Occultations et déformations dans l’histoire écrite au masculin

« Il est plus que temps de dénoncer une histoire qui s’écrirait sans les femmes, et d’affirmer ensuite la possibilité d’une histoire des femmes »

Dans son avant-propos, Geneviève Fraisse ajoute « Le réel de la vie des femmes, les représentations imaginaires de la différence des sexes ont alimenté la construction du sujet femme, de l’actrice de l’histoire, de l’individu féministe »…

Anne-Marie Sohn écrit dans son introduction (http://catalogue-editions.ens-lyon.fr/resources/titles/29021100272570/
extras/Sohn13_PDF_EXTRAIT.pdf
) que « Le temps n’est plus où l’histoire des femmes était une « histoire sans qualité », où les femmes étaient « cachées ». Le temps n’est plus de se demander si « une histoire des femmes est possible » ni de vouloir les femmes enfin « visibles ». ». L’auteure concluait « Le problème qui se pose désormais à la discipline toute entière est de convaincre que sans les femmes – à la fois comme objet d’étude et chercheuses – l’histoire bute sur des impasses conceptuelles et méthodologiques »

A lire un certain nombre d’ouvrages sur l’histoire, il me semble que la leçon n’a pas été retenue. Et je peux élargir le propos.
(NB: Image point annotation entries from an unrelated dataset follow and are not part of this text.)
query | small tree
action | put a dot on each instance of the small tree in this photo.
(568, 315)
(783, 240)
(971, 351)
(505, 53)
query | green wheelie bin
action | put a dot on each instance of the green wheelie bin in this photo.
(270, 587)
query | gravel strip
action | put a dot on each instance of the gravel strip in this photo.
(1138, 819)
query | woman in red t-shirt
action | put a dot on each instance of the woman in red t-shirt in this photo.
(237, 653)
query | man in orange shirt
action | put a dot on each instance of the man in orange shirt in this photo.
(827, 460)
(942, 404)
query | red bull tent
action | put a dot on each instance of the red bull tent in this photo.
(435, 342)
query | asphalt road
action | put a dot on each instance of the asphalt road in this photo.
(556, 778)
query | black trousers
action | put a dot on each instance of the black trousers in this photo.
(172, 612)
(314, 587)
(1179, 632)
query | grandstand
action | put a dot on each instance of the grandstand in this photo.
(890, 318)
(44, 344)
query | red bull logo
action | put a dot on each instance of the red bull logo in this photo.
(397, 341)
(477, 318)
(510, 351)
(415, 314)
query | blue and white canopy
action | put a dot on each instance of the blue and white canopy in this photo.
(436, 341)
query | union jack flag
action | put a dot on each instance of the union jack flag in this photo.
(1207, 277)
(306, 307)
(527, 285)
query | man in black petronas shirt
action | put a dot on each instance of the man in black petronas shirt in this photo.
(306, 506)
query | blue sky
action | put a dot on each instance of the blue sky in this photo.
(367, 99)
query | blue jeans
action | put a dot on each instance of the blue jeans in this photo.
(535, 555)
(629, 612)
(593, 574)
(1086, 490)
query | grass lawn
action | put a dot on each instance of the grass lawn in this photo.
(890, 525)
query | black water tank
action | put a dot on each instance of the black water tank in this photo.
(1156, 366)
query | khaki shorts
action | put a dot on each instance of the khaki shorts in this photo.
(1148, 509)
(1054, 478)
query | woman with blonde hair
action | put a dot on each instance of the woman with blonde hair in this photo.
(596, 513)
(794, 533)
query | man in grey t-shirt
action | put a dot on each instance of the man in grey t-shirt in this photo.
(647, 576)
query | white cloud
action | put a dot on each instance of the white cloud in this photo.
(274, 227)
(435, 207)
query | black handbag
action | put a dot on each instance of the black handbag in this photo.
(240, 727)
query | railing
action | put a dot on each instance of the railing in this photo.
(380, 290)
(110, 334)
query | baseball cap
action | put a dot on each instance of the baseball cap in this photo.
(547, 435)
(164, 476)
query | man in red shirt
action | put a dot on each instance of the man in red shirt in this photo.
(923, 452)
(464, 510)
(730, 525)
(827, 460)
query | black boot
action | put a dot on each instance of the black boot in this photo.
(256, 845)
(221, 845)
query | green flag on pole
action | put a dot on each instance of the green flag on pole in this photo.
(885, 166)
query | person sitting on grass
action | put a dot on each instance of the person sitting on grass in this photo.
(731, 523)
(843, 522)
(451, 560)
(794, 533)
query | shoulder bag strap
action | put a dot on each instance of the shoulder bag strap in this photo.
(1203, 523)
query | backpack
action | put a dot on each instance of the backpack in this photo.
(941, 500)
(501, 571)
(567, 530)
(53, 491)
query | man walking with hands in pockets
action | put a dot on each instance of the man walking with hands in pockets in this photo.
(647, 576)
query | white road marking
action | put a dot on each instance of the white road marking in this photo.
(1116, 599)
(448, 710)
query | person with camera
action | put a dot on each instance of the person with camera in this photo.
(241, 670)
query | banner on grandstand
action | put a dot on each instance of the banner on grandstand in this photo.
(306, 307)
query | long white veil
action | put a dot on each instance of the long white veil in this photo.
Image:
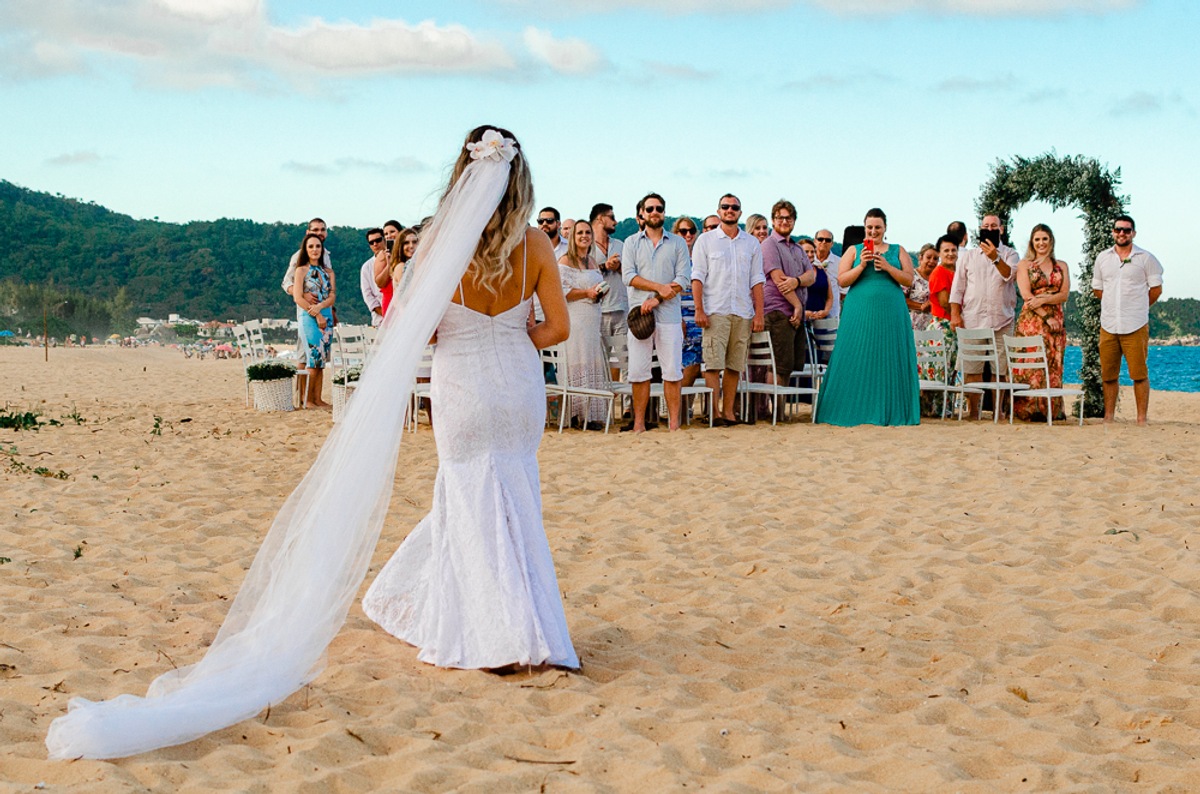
(298, 590)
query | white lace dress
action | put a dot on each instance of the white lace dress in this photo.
(474, 585)
(587, 365)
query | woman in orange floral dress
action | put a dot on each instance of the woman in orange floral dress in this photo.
(1044, 283)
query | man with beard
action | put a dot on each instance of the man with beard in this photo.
(654, 268)
(606, 251)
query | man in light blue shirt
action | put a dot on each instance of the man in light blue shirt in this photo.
(655, 266)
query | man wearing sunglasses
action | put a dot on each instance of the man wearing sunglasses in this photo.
(654, 268)
(1127, 281)
(371, 294)
(828, 260)
(726, 284)
(549, 222)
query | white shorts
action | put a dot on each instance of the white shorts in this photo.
(667, 342)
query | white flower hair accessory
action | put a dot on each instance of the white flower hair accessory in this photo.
(495, 146)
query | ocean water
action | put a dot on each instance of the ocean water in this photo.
(1171, 368)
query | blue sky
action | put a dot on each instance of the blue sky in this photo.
(274, 110)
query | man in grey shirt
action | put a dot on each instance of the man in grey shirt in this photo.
(655, 266)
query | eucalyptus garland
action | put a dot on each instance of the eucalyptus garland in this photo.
(1066, 181)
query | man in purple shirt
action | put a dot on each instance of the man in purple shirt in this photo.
(789, 271)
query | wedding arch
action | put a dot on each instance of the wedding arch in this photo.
(1065, 181)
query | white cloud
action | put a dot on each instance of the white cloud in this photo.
(564, 55)
(965, 7)
(85, 157)
(232, 42)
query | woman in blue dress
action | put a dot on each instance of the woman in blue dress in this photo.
(315, 292)
(873, 372)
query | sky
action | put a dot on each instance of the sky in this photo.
(352, 110)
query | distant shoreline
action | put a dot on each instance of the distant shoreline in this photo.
(1169, 342)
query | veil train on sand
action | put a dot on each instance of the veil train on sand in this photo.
(299, 589)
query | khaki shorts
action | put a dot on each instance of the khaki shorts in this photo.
(1134, 347)
(725, 342)
(976, 367)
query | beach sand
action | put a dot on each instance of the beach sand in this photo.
(949, 607)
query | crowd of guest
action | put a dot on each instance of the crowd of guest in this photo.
(675, 306)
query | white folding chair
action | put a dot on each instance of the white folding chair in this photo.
(931, 354)
(822, 336)
(420, 390)
(556, 358)
(762, 354)
(1029, 354)
(979, 344)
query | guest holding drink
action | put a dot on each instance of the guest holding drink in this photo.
(1044, 283)
(587, 366)
(873, 372)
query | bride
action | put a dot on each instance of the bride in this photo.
(474, 584)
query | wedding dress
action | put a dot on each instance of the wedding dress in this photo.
(312, 561)
(474, 584)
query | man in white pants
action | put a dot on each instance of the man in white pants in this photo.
(655, 266)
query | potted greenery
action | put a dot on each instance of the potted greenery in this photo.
(270, 382)
(343, 386)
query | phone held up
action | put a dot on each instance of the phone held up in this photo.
(990, 235)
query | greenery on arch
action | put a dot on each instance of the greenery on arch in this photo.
(1075, 181)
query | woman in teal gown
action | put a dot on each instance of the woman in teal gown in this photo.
(873, 371)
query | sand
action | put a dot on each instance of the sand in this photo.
(949, 607)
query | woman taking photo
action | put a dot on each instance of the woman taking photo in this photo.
(693, 335)
(315, 292)
(587, 365)
(873, 372)
(1044, 283)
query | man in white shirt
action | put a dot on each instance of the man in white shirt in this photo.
(549, 221)
(726, 286)
(318, 228)
(371, 294)
(655, 268)
(828, 260)
(983, 295)
(1127, 281)
(606, 252)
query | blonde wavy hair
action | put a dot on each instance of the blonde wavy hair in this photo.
(507, 227)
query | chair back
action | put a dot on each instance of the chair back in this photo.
(1026, 353)
(241, 340)
(761, 353)
(823, 335)
(930, 352)
(617, 347)
(979, 344)
(255, 332)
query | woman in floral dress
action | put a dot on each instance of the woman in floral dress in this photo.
(1044, 283)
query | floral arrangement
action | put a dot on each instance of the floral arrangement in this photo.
(493, 146)
(348, 376)
(270, 370)
(1066, 181)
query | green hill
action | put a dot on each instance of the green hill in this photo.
(101, 269)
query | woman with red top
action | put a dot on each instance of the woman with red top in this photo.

Le choix ou l’incapacité de prendre en compte, ce que nous nommons pour le temps présent, les rapports sociaux de sexe, de classe, de racisation, non seulement entrave les connaissances mais invente une histoire déformée et partialement partielle, qui reste majoritairement celle écrite par les « vainqueurs ».
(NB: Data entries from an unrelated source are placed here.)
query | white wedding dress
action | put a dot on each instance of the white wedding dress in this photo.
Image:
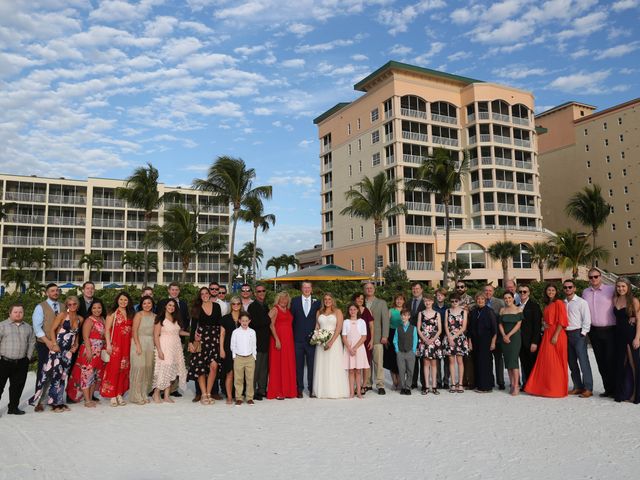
(330, 379)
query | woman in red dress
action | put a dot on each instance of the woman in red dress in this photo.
(115, 381)
(550, 376)
(282, 356)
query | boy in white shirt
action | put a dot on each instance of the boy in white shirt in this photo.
(243, 348)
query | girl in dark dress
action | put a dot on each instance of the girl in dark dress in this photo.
(204, 343)
(626, 308)
(229, 324)
(482, 335)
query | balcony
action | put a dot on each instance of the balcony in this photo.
(108, 202)
(418, 230)
(25, 197)
(65, 242)
(413, 265)
(25, 218)
(24, 241)
(68, 199)
(418, 206)
(445, 141)
(418, 137)
(408, 112)
(444, 119)
(73, 221)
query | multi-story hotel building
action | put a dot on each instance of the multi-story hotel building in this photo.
(406, 112)
(69, 218)
(582, 147)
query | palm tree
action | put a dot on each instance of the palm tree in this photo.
(442, 174)
(254, 213)
(374, 199)
(179, 234)
(504, 251)
(141, 191)
(232, 183)
(572, 250)
(590, 209)
(92, 261)
(541, 253)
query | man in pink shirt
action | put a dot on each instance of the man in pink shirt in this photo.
(602, 333)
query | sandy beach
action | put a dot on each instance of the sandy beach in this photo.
(453, 436)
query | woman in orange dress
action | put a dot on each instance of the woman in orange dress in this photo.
(550, 375)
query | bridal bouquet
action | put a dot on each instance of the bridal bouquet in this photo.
(320, 337)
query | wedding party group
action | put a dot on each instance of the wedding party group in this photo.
(244, 350)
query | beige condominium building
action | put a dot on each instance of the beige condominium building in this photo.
(70, 218)
(581, 147)
(406, 112)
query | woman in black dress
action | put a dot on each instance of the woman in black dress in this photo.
(482, 333)
(229, 324)
(204, 343)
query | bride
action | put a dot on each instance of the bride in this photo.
(330, 379)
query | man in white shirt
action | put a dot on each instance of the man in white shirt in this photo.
(579, 326)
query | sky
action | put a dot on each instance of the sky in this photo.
(98, 88)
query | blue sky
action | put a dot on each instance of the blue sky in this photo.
(100, 87)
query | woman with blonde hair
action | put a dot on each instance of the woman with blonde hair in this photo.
(282, 356)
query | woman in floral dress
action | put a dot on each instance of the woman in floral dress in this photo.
(55, 372)
(117, 332)
(429, 347)
(456, 346)
(86, 374)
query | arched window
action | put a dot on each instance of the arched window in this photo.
(470, 255)
(523, 259)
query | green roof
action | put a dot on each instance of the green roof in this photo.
(412, 68)
(330, 112)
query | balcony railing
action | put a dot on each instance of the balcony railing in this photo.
(418, 230)
(418, 137)
(25, 197)
(412, 265)
(408, 112)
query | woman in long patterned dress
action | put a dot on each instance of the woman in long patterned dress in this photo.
(429, 348)
(141, 375)
(55, 372)
(86, 374)
(169, 360)
(117, 332)
(456, 346)
(204, 344)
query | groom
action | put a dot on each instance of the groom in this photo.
(304, 309)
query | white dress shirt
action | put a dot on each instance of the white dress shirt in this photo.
(579, 314)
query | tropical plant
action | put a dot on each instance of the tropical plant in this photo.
(179, 234)
(572, 250)
(541, 254)
(141, 191)
(590, 209)
(254, 214)
(374, 199)
(442, 173)
(231, 182)
(503, 251)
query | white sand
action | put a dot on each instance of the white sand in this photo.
(466, 435)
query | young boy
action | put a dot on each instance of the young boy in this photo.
(243, 347)
(406, 342)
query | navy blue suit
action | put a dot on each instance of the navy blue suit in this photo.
(303, 327)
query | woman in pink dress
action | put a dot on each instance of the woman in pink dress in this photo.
(115, 381)
(354, 334)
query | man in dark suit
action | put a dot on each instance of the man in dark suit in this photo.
(261, 322)
(174, 293)
(530, 331)
(416, 305)
(304, 310)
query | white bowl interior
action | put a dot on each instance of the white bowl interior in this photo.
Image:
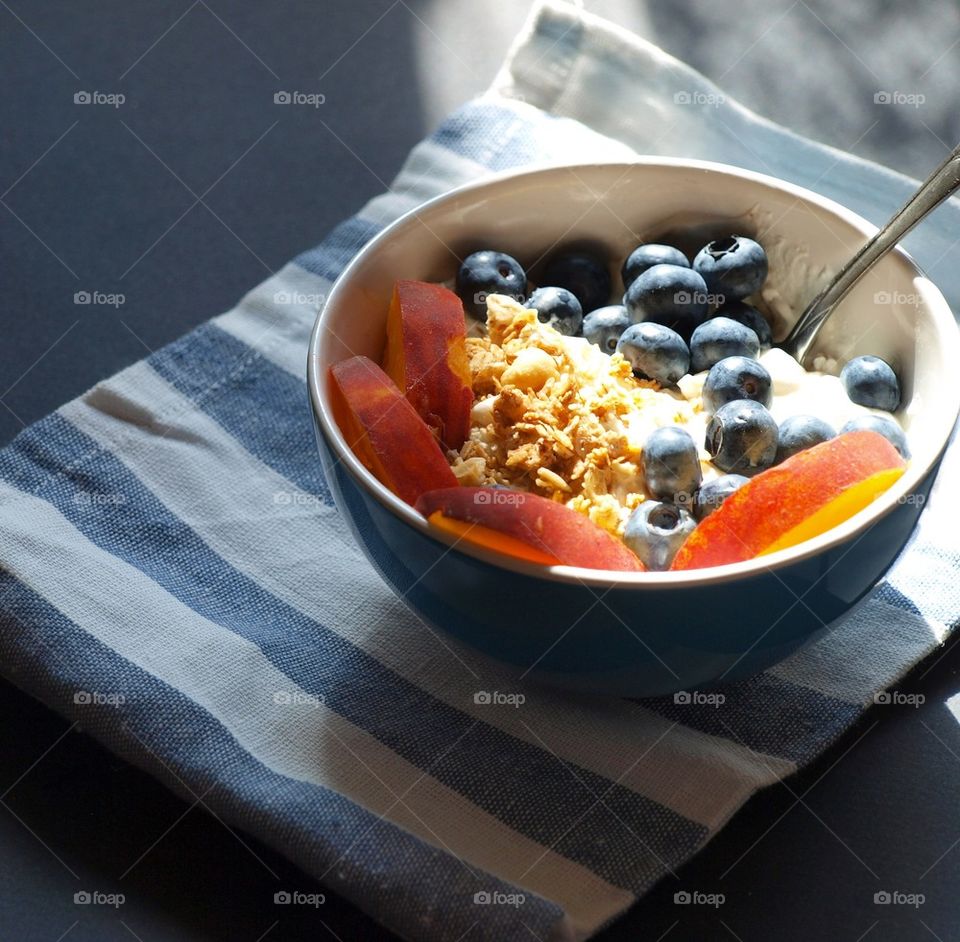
(894, 312)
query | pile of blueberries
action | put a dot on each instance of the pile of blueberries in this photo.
(676, 317)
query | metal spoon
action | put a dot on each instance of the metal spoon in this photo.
(933, 191)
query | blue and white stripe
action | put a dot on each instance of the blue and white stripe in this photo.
(169, 536)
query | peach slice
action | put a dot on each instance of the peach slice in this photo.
(803, 497)
(550, 528)
(385, 432)
(426, 356)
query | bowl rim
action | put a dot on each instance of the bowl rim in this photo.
(854, 527)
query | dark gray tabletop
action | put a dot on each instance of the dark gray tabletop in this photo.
(191, 192)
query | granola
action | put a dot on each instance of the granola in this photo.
(556, 416)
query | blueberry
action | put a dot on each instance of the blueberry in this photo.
(670, 295)
(871, 382)
(749, 316)
(733, 268)
(584, 275)
(488, 272)
(742, 437)
(557, 307)
(800, 432)
(883, 424)
(715, 492)
(670, 465)
(648, 255)
(605, 325)
(655, 352)
(656, 531)
(737, 378)
(719, 338)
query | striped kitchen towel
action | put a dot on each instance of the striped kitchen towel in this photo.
(176, 579)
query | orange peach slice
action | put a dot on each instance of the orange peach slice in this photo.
(385, 432)
(488, 538)
(550, 528)
(426, 356)
(803, 497)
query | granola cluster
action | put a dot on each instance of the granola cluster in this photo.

Je ne vais pas détailler les textes issus du colloque de novembre 1997, qui faisait suite au colloque de Saint-Maximin « Une histoire des femmes est-elle possible ». Je me contente de souligner des éléments d’un court et percutant texte d’Eleni Varikas.

L’auteure aborde, entre autres, le développement des recherches historiques sur les femmes et le genre, la catégorisation « les femmes » et son fantasme d’homogénéité, le titre d’une anthologie de féministes noires étasuniennes « Toutes les femmes sont blanches, tous Noirs sont des hommes, mais certaines d’entre nous étaient courageuses », la nécessité de prendre en compte l’« interdépendance des rapports sociaux et des rapports de domination d’ordres et d’origines différents », les configurations historiques concrètes « du sexisme, du racisme, du colonialisme, du nationalisme, de la xénophobie », les réductions économistes, l’occultation des clivages internes aux populations…
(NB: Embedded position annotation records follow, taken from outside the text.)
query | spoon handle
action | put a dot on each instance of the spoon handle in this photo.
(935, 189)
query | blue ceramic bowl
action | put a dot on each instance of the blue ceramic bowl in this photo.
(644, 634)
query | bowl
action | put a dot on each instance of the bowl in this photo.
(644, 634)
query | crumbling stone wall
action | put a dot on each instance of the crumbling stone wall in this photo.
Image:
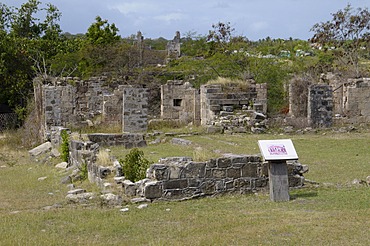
(356, 98)
(174, 47)
(320, 105)
(127, 140)
(180, 101)
(72, 102)
(135, 109)
(214, 97)
(82, 153)
(349, 102)
(178, 178)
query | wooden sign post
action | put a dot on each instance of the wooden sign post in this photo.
(277, 152)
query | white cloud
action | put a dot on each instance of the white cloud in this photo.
(171, 17)
(260, 25)
(133, 7)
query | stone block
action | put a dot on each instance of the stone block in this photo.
(242, 183)
(194, 170)
(223, 162)
(250, 170)
(175, 184)
(130, 188)
(41, 149)
(212, 163)
(153, 190)
(219, 173)
(208, 187)
(233, 172)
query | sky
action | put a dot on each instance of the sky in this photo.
(253, 19)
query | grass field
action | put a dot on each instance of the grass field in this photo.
(334, 213)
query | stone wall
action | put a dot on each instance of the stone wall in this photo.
(320, 105)
(128, 140)
(180, 101)
(82, 153)
(180, 178)
(356, 98)
(135, 109)
(214, 97)
(72, 102)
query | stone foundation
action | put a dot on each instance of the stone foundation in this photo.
(179, 178)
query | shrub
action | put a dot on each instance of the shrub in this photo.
(134, 165)
(64, 146)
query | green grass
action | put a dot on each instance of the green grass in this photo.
(337, 214)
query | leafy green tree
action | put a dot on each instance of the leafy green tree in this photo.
(102, 33)
(344, 35)
(25, 47)
(134, 165)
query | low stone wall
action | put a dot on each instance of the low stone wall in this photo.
(128, 140)
(180, 178)
(82, 153)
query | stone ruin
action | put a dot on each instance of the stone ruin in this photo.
(228, 107)
(181, 178)
(72, 102)
(332, 100)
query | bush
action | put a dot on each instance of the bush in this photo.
(64, 146)
(134, 165)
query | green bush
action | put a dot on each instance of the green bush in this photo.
(134, 165)
(64, 146)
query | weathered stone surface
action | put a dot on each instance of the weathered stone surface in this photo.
(223, 162)
(76, 191)
(41, 149)
(141, 206)
(80, 198)
(158, 172)
(153, 190)
(111, 199)
(180, 141)
(130, 188)
(194, 170)
(62, 165)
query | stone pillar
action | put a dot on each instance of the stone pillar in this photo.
(135, 109)
(320, 105)
(278, 181)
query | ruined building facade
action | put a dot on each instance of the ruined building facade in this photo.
(181, 101)
(333, 99)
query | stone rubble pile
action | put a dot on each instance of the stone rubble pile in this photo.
(241, 121)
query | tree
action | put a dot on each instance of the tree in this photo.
(220, 35)
(26, 46)
(102, 33)
(345, 34)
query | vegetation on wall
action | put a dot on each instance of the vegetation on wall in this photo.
(134, 165)
(31, 47)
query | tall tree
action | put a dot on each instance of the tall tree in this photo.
(345, 34)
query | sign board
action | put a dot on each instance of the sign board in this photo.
(280, 149)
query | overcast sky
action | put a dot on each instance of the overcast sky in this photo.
(254, 19)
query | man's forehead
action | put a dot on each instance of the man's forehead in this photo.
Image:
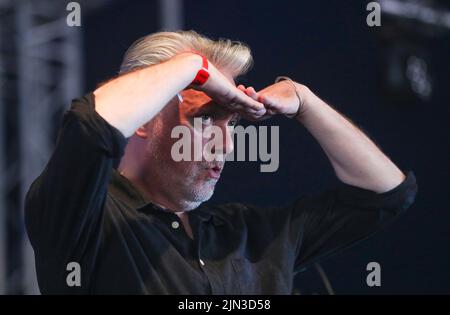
(195, 101)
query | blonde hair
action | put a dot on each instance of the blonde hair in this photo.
(156, 48)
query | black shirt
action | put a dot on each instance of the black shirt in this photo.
(80, 209)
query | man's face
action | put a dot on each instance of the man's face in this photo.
(189, 182)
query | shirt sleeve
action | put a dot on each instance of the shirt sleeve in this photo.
(336, 219)
(64, 205)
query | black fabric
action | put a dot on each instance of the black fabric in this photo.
(80, 209)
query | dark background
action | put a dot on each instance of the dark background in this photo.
(328, 46)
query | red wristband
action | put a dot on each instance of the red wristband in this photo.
(202, 74)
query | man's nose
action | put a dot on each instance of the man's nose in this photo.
(225, 146)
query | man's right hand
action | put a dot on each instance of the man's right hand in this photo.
(221, 88)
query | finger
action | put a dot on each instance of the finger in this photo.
(267, 100)
(241, 87)
(245, 100)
« le fait d’introduire les femmes dans l’histoire, ce n’est pas seulement compléter les vides d’une connaissance historique : c’est interroger et souvent bouleverser les présupposés implicites qui informent nos grilles de lecture, nos schémas explicatifs, nos catégories d’analyse, les définitions même des objets étudiés ».

J’ai aussi été intéressé par les interventions de Efi Avdela, Leora Auslander, Claudine Leduc, Michèle Riot-Sarcey, Nancy L. Green, Geneviève Sellier, Marie-Jo Bonnet, Sylvie Chaperon, Nicole Mosconi, Françoise Thébaud…

Un ensemble un peu disparate, ou chacun-e pourra trouver de multiples sources de réflexion… « Leur insertion dans la compréhension historique relève d’une démarche fondamentale et globale de prise en compte de toutes les dimensions d’une société » (Odile Goerg)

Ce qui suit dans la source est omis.